Fatcats and streetlights

Of course there is a link between unemployment, poverty and crime, but that is not to say that all poor people are crooks or all unemployed people will commit crimes, and anyone unable to make those subtle distinctions shouldn't comment publicly about the vandalisation of public facilities and poverty. Why is it so easy for fatcats to dismiss the unemployed or the poor or to blame them for crime?

The rich and the poor do not share many public facilities, and this socioeconomic apartheid encourages the least informed among the upper and middle classes to ignore the plight of the poor (including the unemployed) and to blame them for the breakdown in social values and the decrepitude of public facilities. And yet when we observe some of the reasons why unemployment is at an all time high, the fatcat classes are at the heart of it all, stealing from the public purse, stunting economic development and driving the causes of unemployment and, consequently, crime.

What galls is that when these same people are called out on their hypocrisy, they accuse their accusers of being NGOists, quick with a soundbite and incapable of accepting "facts" that should be plain to see. Ours is not a particularly complex socioeconomic system; real estate capital drives the bulk of wealth creation among the fatcat classes. Our booming apartment-block-building industry is proof, though it is humdrum public facilities like roads, bridges, ports, harbours, dams, bus termini, power-transmission cables and the invisible bits of the digital infrastructure that will drive up employment, especially among the youth and especially in the wealth-generating white-collar sectors (law, medicine, accountancy, entertainment) and manufacturing industries.

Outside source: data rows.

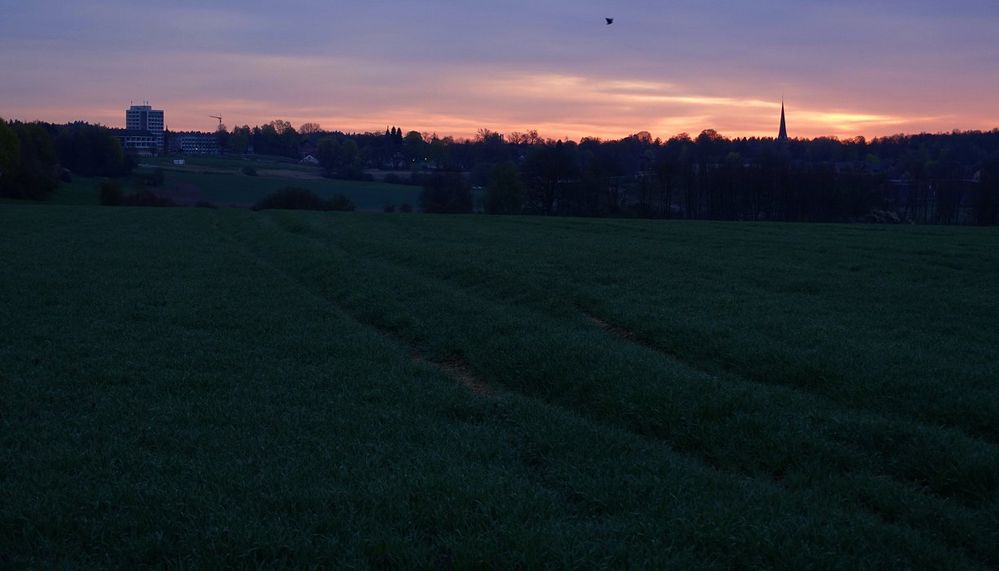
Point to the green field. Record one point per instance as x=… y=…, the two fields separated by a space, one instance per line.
x=194 y=387
x=220 y=181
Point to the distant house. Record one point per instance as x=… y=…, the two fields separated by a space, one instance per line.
x=198 y=143
x=308 y=148
x=138 y=142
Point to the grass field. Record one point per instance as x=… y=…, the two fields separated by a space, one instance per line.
x=220 y=180
x=191 y=387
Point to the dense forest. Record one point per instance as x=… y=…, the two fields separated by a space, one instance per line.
x=36 y=157
x=927 y=178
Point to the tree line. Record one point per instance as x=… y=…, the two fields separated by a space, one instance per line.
x=928 y=178
x=35 y=157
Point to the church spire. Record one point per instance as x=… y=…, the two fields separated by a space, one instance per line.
x=782 y=136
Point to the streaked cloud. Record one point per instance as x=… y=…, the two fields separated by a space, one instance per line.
x=844 y=68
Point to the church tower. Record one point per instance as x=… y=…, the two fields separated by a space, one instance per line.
x=782 y=136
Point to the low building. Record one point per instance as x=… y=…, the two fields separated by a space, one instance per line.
x=197 y=143
x=138 y=142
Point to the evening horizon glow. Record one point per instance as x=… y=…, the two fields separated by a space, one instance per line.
x=844 y=70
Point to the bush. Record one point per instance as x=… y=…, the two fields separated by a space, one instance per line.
x=446 y=194
x=111 y=194
x=292 y=198
x=155 y=178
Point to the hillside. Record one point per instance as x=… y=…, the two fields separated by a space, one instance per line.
x=226 y=387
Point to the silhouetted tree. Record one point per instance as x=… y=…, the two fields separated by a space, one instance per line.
x=504 y=192
x=987 y=207
x=446 y=193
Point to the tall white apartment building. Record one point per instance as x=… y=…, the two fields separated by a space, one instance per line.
x=144 y=118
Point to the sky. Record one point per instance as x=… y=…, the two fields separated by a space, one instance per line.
x=844 y=67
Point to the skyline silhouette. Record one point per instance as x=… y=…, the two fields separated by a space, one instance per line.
x=851 y=69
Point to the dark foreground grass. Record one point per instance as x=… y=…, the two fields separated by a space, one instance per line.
x=241 y=190
x=189 y=387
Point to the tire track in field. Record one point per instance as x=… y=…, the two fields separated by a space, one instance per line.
x=459 y=370
x=728 y=373
x=454 y=366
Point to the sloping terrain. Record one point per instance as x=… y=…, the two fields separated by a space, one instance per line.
x=213 y=387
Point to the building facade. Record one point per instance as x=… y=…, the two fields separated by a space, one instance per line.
x=141 y=123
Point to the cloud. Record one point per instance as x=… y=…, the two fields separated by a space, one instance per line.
x=845 y=68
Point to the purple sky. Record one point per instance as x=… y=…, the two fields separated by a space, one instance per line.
x=845 y=67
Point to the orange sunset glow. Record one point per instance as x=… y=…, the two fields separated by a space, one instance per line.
x=605 y=83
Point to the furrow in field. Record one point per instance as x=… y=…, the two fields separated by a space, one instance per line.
x=761 y=431
x=864 y=378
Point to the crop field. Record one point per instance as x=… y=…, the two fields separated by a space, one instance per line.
x=220 y=181
x=197 y=387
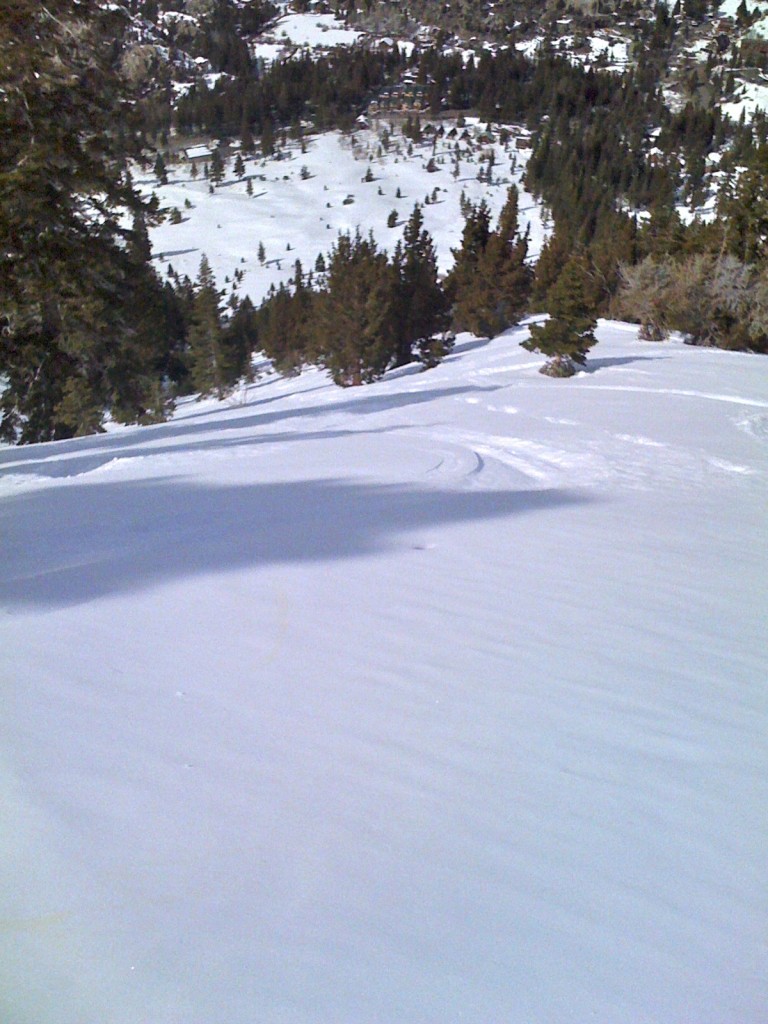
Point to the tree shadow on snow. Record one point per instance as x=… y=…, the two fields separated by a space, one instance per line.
x=82 y=542
x=81 y=455
x=592 y=366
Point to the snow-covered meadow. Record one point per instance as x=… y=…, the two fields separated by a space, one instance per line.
x=304 y=200
x=439 y=699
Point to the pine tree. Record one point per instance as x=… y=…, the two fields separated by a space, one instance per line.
x=73 y=289
x=161 y=172
x=568 y=334
x=494 y=294
x=216 y=171
x=421 y=304
x=356 y=330
x=209 y=373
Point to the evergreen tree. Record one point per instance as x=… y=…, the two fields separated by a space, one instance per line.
x=495 y=295
x=421 y=303
x=466 y=259
x=208 y=370
x=356 y=330
x=568 y=334
x=216 y=171
x=78 y=337
x=161 y=172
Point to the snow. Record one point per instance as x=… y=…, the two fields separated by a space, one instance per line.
x=439 y=699
x=315 y=31
x=754 y=96
x=308 y=213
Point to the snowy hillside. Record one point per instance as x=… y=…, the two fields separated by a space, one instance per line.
x=440 y=699
x=299 y=202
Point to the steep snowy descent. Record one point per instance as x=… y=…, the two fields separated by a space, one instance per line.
x=440 y=699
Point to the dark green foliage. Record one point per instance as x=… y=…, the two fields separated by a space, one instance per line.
x=209 y=372
x=420 y=303
x=356 y=329
x=286 y=327
x=491 y=282
x=81 y=308
x=568 y=334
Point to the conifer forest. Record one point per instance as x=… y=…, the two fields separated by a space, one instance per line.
x=621 y=159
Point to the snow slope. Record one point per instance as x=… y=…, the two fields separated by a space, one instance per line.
x=440 y=699
x=307 y=213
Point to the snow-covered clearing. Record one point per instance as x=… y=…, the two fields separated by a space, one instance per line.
x=303 y=200
x=440 y=699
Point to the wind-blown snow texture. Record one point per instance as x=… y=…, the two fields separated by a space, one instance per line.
x=440 y=699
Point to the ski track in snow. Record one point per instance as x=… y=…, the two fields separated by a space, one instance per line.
x=439 y=699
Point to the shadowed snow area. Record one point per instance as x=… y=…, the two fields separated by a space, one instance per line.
x=440 y=699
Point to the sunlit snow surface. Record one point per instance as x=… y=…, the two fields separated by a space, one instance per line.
x=439 y=699
x=300 y=203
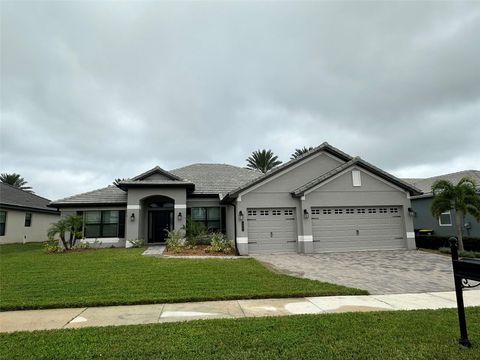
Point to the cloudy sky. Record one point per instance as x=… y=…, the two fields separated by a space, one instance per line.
x=92 y=91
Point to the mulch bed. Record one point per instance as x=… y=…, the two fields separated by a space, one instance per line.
x=199 y=250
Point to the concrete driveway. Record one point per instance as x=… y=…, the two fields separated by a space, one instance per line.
x=379 y=272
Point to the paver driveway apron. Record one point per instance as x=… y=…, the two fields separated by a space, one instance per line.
x=379 y=272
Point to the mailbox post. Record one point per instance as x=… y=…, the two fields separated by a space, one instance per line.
x=463 y=270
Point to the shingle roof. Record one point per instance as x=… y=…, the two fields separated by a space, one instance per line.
x=13 y=197
x=361 y=163
x=322 y=147
x=425 y=184
x=108 y=195
x=216 y=178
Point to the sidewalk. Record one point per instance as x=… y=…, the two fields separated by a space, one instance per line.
x=29 y=320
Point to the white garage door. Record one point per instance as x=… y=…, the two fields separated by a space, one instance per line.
x=357 y=228
x=271 y=230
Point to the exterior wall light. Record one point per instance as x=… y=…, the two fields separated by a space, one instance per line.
x=306 y=215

The reason why we are building apartments for Russian oligarchs and Italian mafiosi is because the money that we should spend on building a railway network as opposed to a railway line has beenlets be generous and say "reallocated"—reallocated by self-interested public officers with vested interests so embedded that sit makes the vandals of the Thika Superhighway look like chaste members of the church choir. In fact, Kenya is on track to manufacture more laws and apartments for the rich than it needs, instead of spending all those billions of dollars it is borrowing to solve some of the economic problems of its poor and unemployed, like affordable healthcare, housing, tertiary-technical education and vocational training, and recreation.

Kenya isn't unique in this, but the self-righteous myopia  of its ruling class has a uniquely Kenyan tinge to it. Those who blather on and on about how all the problems of Kenya could be resolved by severely punishing the poor and the unemployed for vandalising streetlights are the same ones who will still consume copious snifters of Single Malt with the biggest swindlers in the public service without batting an eyelid in the hopes that they will win fat consultancies for non-existent communications strategies.

Some of us still have a simplistic and academic view of justice; everyone is innocent until proven otherwise. Poverty (and unemployment) may explain some crimes but not all crimes. Some of the biggest and most heinous crimes have been committed by some of the richest people. Anyone who simply fails to acknowledge this is an idiot.